Ainsi, lorsque vous avez stipulé une clause excluant expressément certains risques qui ont fait l'objet d'une information préalable, la clause de garantie ne peut être étendue à ces mêmes risques.
De même, une clause prévoyant l'obligation pour le cédant de régler tout passif de quelque nature qu'il soit ne peut être étendue à la garantie de « l'actif net » (Cass. com., 14 mai 1985), les parties ne l’ayant pas expressément prévu. Logique donc.
Le passif révélé après la cession doit avoir une origine antérieure à celle-ci pour que la clause de garantie de passif puisse être utilement mise en œuvre. La détermination de la date d'origine du passif est donc primordiale et peut parfois poser difficulté, notamment dans le cadre d’un licenciement survenu après la date de cession.
Les indemnités issues du licenciement d’un salarié postérieur à la date de cession des parts peuvent-elles vous être opposées au regard de la clause de garantie de passif ?
Il est trivial d’énoncer que la clause de garantie de passif prévoyant la garantie de dettes nées avant la cession ne saurait être étendu aux dettes nées après (Cass. com., 10 déc. 2003).
Ainsi, si un licenciement a lieu après cette date, les indemnités en résultant ne seront pas à la charge du cédant mais du cessionnaire, même si le licenciement fait suite à un « litige en germe » antérieur à la cession car le fait générateur de l’indemnité est le licenciement et non le litige antérieur (Cass. com., 31 mars 2009).
En tout état de cause, nous pouvons dire que le passif des relations avec vos salariés n’est pas donc pas compris dans cette clause et ne saurait vous être reproché a posteriori.
La stipulation d’une garantie contractuelle peut-elle empêcher l’action en nullité de la cession pour dol de la part du cessionnaire ?
L’interprétation d’une clause de garantie de passif ne peut amener à ce qu’elle se retourne contre son bénéficiaire. Ainsi, la clause de garantie de passif s'ajoutant aux dispositions légales visant à protéger l'acquéreur ne fait pas obstacle à ce que ce dernier, lorsque son consentement a été vicié, invoque la nullité de la cession pour cause de dol, action à laquelle il n'a pas renoncé du fait de la stipulation d'une garantie contractuelle (Cass. com., 2 mai 2007).
Vous ne pouvez donc arguer que la stipulation d’une telle clause vaudrait renonciation à l’action en nullité du cessionnaire.
Un sous acquéreur peut-il se prévaloir de la clause de garantie de passif auprès de vous ?
En cas de revente des parts ou actions, la clause de garantie de passif peut être invoquée par le sous-acquéreur et la Cour de cassation l’a approuvé en 2008 (Cass. com., 12 févr. 2008).
La clause de garantie de passif est attachée à la chose cédée et nous pouvons donc en conclure qu'après la revente des titres le cessionnaire originaire ne peut plus en bénéficier tandis que le sous-acquéreur peut à son tour l'invoquer.
Cette considération est à nuancer concernant le passif fiscal puisqu’il couvrira uniquement les périodes antérieures non forcloses par l’administration fiscale.

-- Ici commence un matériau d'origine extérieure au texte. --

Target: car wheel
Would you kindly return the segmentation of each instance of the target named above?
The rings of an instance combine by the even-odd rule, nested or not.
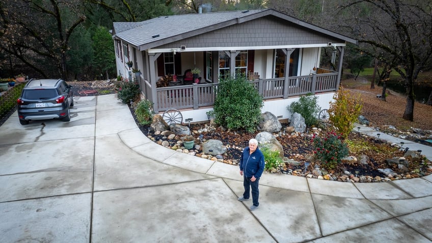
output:
[[[70,121],[70,111],[69,111],[69,108],[68,108],[68,112],[67,115],[65,117],[62,118],[62,121]]]
[[[21,125],[27,125],[29,124],[29,121],[19,119],[19,123],[21,123]]]

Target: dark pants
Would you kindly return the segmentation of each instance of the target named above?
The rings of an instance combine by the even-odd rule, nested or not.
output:
[[[257,179],[255,181],[251,181],[252,176],[250,177],[243,176],[243,186],[245,187],[245,193],[243,197],[246,199],[250,197],[251,188],[252,188],[252,202],[254,205],[258,206],[259,203],[258,202],[258,198],[259,197],[259,190],[258,189],[259,179]]]

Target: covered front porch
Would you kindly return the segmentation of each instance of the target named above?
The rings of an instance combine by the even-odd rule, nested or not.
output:
[[[259,79],[250,80],[265,101],[287,99],[310,93],[313,94],[334,92],[339,85],[338,73],[313,73],[308,75]],[[146,97],[154,102],[155,112],[163,112],[170,109],[200,109],[212,106],[218,90],[218,83],[193,84],[164,88],[156,88],[153,97],[151,84],[141,82]]]
[[[130,78],[141,70],[137,81],[155,113],[180,110],[193,122],[208,119],[219,80],[239,73],[262,95],[263,111],[279,118],[289,118],[286,106],[308,93],[325,109],[339,86],[346,43],[357,43],[272,9],[115,22],[113,33],[119,74]],[[190,79],[188,70],[198,77]],[[158,84],[174,75],[190,80]]]

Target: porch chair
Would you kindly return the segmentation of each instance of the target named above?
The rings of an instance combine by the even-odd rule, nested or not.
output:
[[[194,74],[191,71],[191,69],[187,69],[184,71],[183,76],[183,84],[192,85],[194,83]]]

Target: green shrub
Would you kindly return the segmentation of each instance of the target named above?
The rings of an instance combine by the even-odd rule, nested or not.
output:
[[[140,94],[140,86],[135,82],[121,82],[117,97],[125,104],[134,100]]]
[[[305,118],[305,123],[308,126],[317,124],[316,119],[321,107],[318,105],[318,97],[309,93],[300,97],[298,101],[289,104],[287,109],[291,113],[299,113]]]
[[[260,149],[262,154],[264,155],[264,160],[265,161],[264,170],[271,171],[272,169],[277,169],[282,164],[282,159],[278,151],[273,151],[265,146],[261,147]]]
[[[21,95],[25,84],[15,83],[15,86],[0,96],[0,119],[3,118],[16,105],[16,100]]]
[[[315,149],[315,158],[321,161],[325,169],[334,169],[348,155],[348,146],[334,131],[328,132],[324,138],[314,134],[312,142]]]
[[[153,103],[147,99],[139,102],[135,109],[135,115],[140,124],[151,124],[153,118]]]
[[[335,101],[330,102],[329,114],[330,122],[341,133],[343,139],[354,128],[354,123],[360,116],[363,105],[360,95],[354,95],[341,88],[333,96]]]
[[[237,73],[235,78],[219,83],[213,107],[215,121],[230,129],[244,128],[253,132],[261,119],[263,105],[258,91],[244,75]]]

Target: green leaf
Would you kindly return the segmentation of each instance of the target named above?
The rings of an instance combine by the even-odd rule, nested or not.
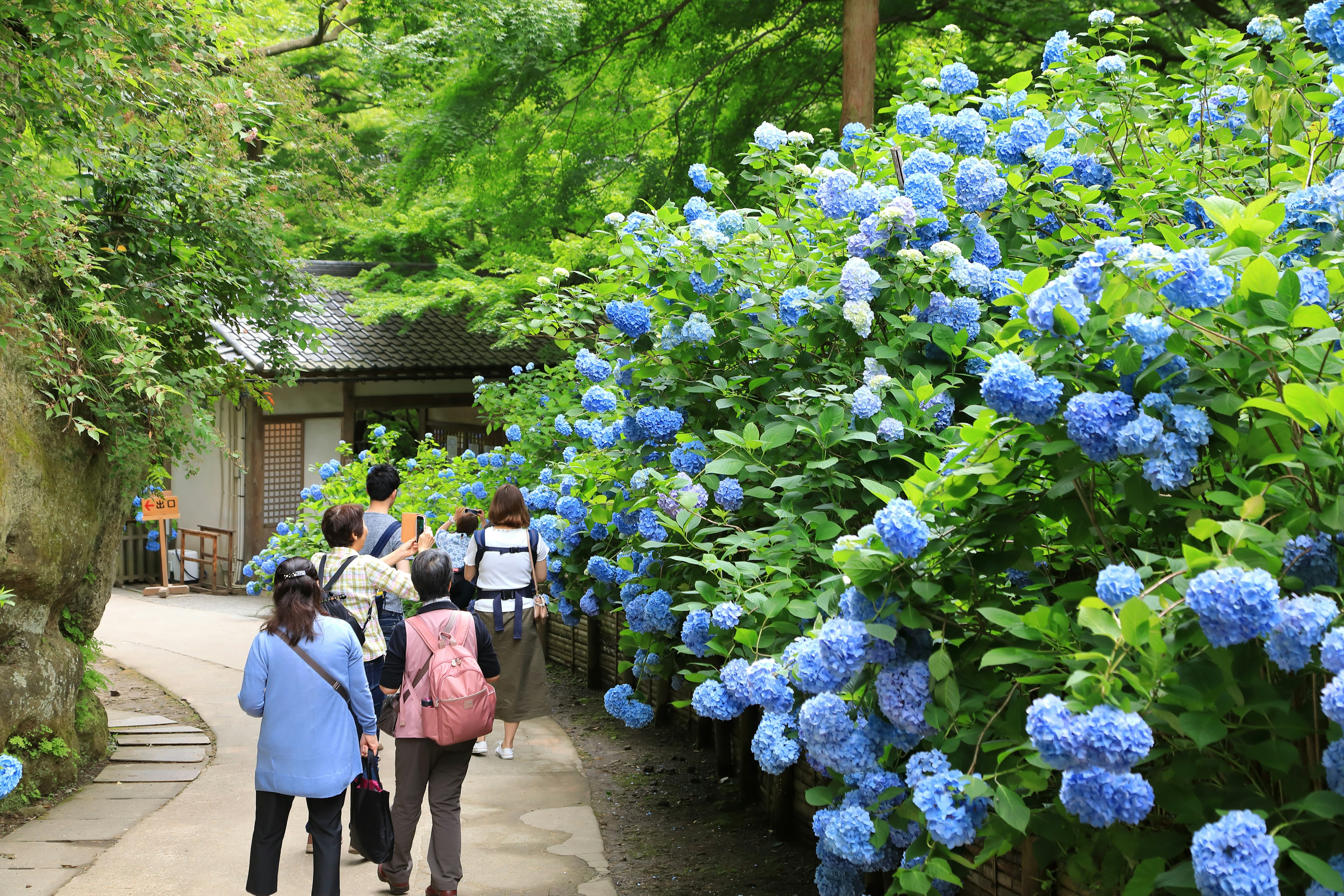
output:
[[[1031,822],[1031,810],[1027,809],[1027,803],[1023,802],[1016,790],[999,785],[999,789],[995,791],[995,811],[1008,822],[1009,827],[1020,830],[1024,834],[1027,833],[1027,825]]]
[[[1344,893],[1344,879],[1340,873],[1329,866],[1322,858],[1317,858],[1310,853],[1304,853],[1301,849],[1288,850],[1288,857],[1292,858],[1298,868],[1305,870],[1312,876],[1317,884],[1325,889],[1333,891],[1336,893]]]
[[[770,449],[782,447],[789,443],[793,438],[794,427],[790,423],[775,423],[774,426],[767,426],[765,433],[761,434],[761,441],[765,443],[766,451]]]
[[[1129,883],[1125,884],[1125,891],[1120,896],[1148,896],[1153,892],[1157,876],[1163,873],[1165,866],[1167,861],[1157,856],[1138,862],[1138,868],[1129,876]]]
[[[1335,321],[1320,305],[1298,305],[1293,309],[1293,326],[1309,326],[1310,329],[1325,329],[1335,326]]]
[[[710,463],[706,465],[704,472],[714,473],[716,476],[732,476],[739,473],[743,466],[746,466],[746,461],[739,461],[735,457],[720,457],[716,461],[710,461]]]
[[[1200,750],[1227,736],[1227,725],[1211,712],[1183,712],[1180,727]]]
[[[946,647],[939,647],[929,657],[929,674],[938,681],[946,678],[949,672],[952,672],[952,657],[948,656]]]
[[[1105,635],[1111,641],[1124,639],[1124,635],[1120,631],[1120,623],[1116,622],[1116,614],[1109,609],[1078,607],[1078,623],[1089,631]]]
[[[808,793],[804,794],[809,806],[829,806],[831,801],[835,799],[831,795],[829,787],[809,787]]]
[[[1196,200],[1208,208],[1211,200]],[[1210,218],[1214,218],[1210,212]],[[1214,218],[1214,220],[1218,220]],[[1219,222],[1222,223],[1222,222]],[[1242,273],[1242,285],[1253,292],[1262,296],[1277,296],[1278,294],[1278,270],[1274,267],[1274,262],[1269,261],[1263,255],[1257,255],[1251,259],[1251,263],[1246,266],[1245,273]]]

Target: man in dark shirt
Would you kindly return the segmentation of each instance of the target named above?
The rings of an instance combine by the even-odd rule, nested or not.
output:
[[[411,582],[421,596],[419,613],[457,610],[448,592],[453,584],[453,560],[445,551],[421,551],[411,564]],[[476,625],[476,660],[487,682],[499,681],[500,661],[495,643],[481,618],[472,614]],[[387,660],[379,685],[383,693],[396,695],[406,677],[406,622],[398,622],[387,639]],[[394,700],[396,697],[392,697]],[[418,712],[419,707],[403,707],[402,712]],[[378,880],[392,893],[410,889],[411,848],[415,825],[419,822],[421,803],[429,787],[430,814],[434,818],[429,841],[430,885],[426,896],[449,896],[457,892],[462,880],[462,779],[472,760],[472,740],[439,746],[429,737],[396,739],[396,790],[392,801],[392,833],[396,845],[386,865],[378,866]]]

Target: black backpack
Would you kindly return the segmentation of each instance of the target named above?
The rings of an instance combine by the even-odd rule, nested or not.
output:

En effet, la durée de la garantie est égale aux délais de prescription édictés par les textes applicables.
A qui incombe la responsabilité de l’évaluation de l’actif au moment de la cession ?
Concernant l’actif circulant (créances et stocks), c’est au cessionnaire de s'assurer que les créances sont bien nées, qu'elles sont exigibles et liquides, qu'elles sont enfin recouvrables et qu'à défaut, elles ont été suffisamment provisionnées. Concernant les stocks, c’est à lui de réaliser un inventaire contradictoire pour s’assurer de leur effectivité.
La mise en œuvre de la garantie nécessite-t-elle la preuve d’un préjudice pour le cessionnaire ?
Sauf clause contraire expressément stipulée par les parties, la mise en œuvre de la garantie de passif n'est pas subordonnée à la preuve d'un préjudice subi par le cessionnaire (Cass. com., 29 janv. 2008).
Que se passe-t-il lorsque le cessionnaire n’a pas respecté son obligation d’information préalable auprès de vous ?
La jurisprudence considère que le non-respect des stipulations prévoyant une information préalable du cédant par le cessionnaire emporte déchéance de la garantie.
Elle a ainsi pu estimer que le bénéficiaire d'une clause de garantie de passif qui n'informe pas le garant dans le délai stipulé perd le bénéfice de la garantie (Cass. com., 28 mars 2006 et plus récemment le 9 juin 2009).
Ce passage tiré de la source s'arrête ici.